Moreover, I found that sometimes I must add --no-cache
For example, to rebuild the docker image of XV6, you must
docker build -t python_base -f Dockerfile_py_base .
docker build -t server_cpp -f Dockerfile_cpp .
docker build -t server_xv6 -f Dockerfile_xv6 .
Therefore, I strongly recommend testing the code on the host (or PC) before creating and image.
The webapp runs as a Docker container.
First, build the container: (in the project root directory)
docker build . -t server:<current_tag>
then run it
cd scripts && ./run_docker.sh server
OR if you just want to build - stop - start fresh again:
cd scripts && ./again.sh
I created a monitoring account that checks the server every couple minutes and send me email if the server is down.
There is known problem that occasionally the server hangs.
In such a case, ssh to the host, and execute scripts/restart_container.sh
#Security
- The Docker container runs as user nobody, who has minimal privilages.
- The submitted code is run in a subprocess with limitations on
- execution time (for each exercise we set a timeout value)
- network connectivity (not implemented yet)
During development, it is easier to run only the python code without Docker:
cd ~/checker
source venv/bin/activate
python3 run.py
To run with gunicorn (one step closer to the real-world configuration):
cd ~/checker
# source venv/bin/activate # see note below
pip install -r requirements.txt
export CHECKER_LOG_DIR=.
export LIVY_PASS="the password"
export SPARK_CLUSTER_NAME=spark96224
gunicorn3 -b 0.0.0.0:8000 --workers 3 --timeout 40 serverpkg.server:app
Note: I tried running with flask installed only in venv, and failed.
Even adding -pythonpath /home/cnoam/checker/venv/lib/python3.10/site-packages/
did not help.
Each worker handles a request (sync), so the timeout must be longer than the maximum handling time.
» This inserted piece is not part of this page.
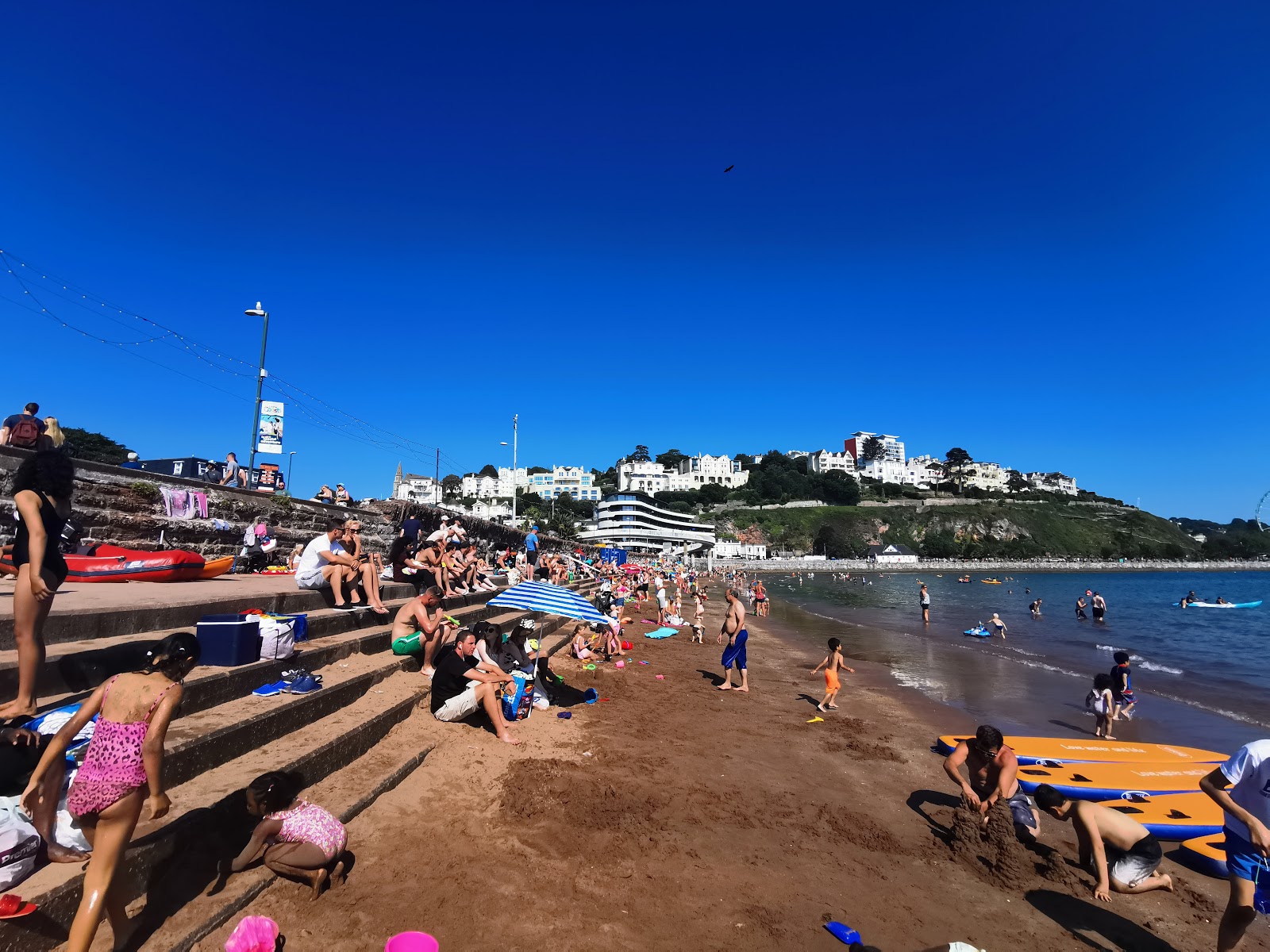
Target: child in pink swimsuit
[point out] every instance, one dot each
(300, 839)
(124, 763)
When getting a log it can be 30 seconds. One worker is probably dedicated to housekeeping, so to avoid blocking by lengthy op, at least 3 workers are needed, and in practice, should probably use 10 or more.
https://docs.gunicorn.org/en/stable/run.html: "This number should generally be between 2-4 workers per core in the server. Check the FAQ for ideas on tuning this parameter."
When submitting a job (uploaded a python file), a BATCH is created in spark. This batch is converted to application ID after about 30 seconds (depending on the load?). To check the status as we know it locally (i.e., not directly in Spark), there is a link in the admin page.
If this table is garbaged, clean it with a link from the same page.
The JOBS table shown in the website only shows that the job was submitted successfully. In a better world, the job will get status updates such as submitted, starting, failed, finished.
Experience showed that students submit multipe versions of their code without deleting the previous runs, so the cluster is clogged.
Now there is a kind of resource manager:
- user must be in a whitelist to be eligible to submit. We use ID of one of each team to get a unique value.
- user is limited to 3 concurrent submissions. When a job is finished/dead/killed, the resource manage is updated (by polling every 1 minute).
- the yarn/spark flow is submit -> get batch ID -> get application ID in state 'accepted' -> state starting -> state running -> state dead/success
- the resource data must be persistent in case the docker container is restarted.
- the resource data must be multi process safe (both R and W) because the Flask server runs several processes.
Calling /spark/logs/batchId=NN blocks the server for up to 30 sec depending on spark's responsiveness. To avoid blocking the server, I added Rate Limiting.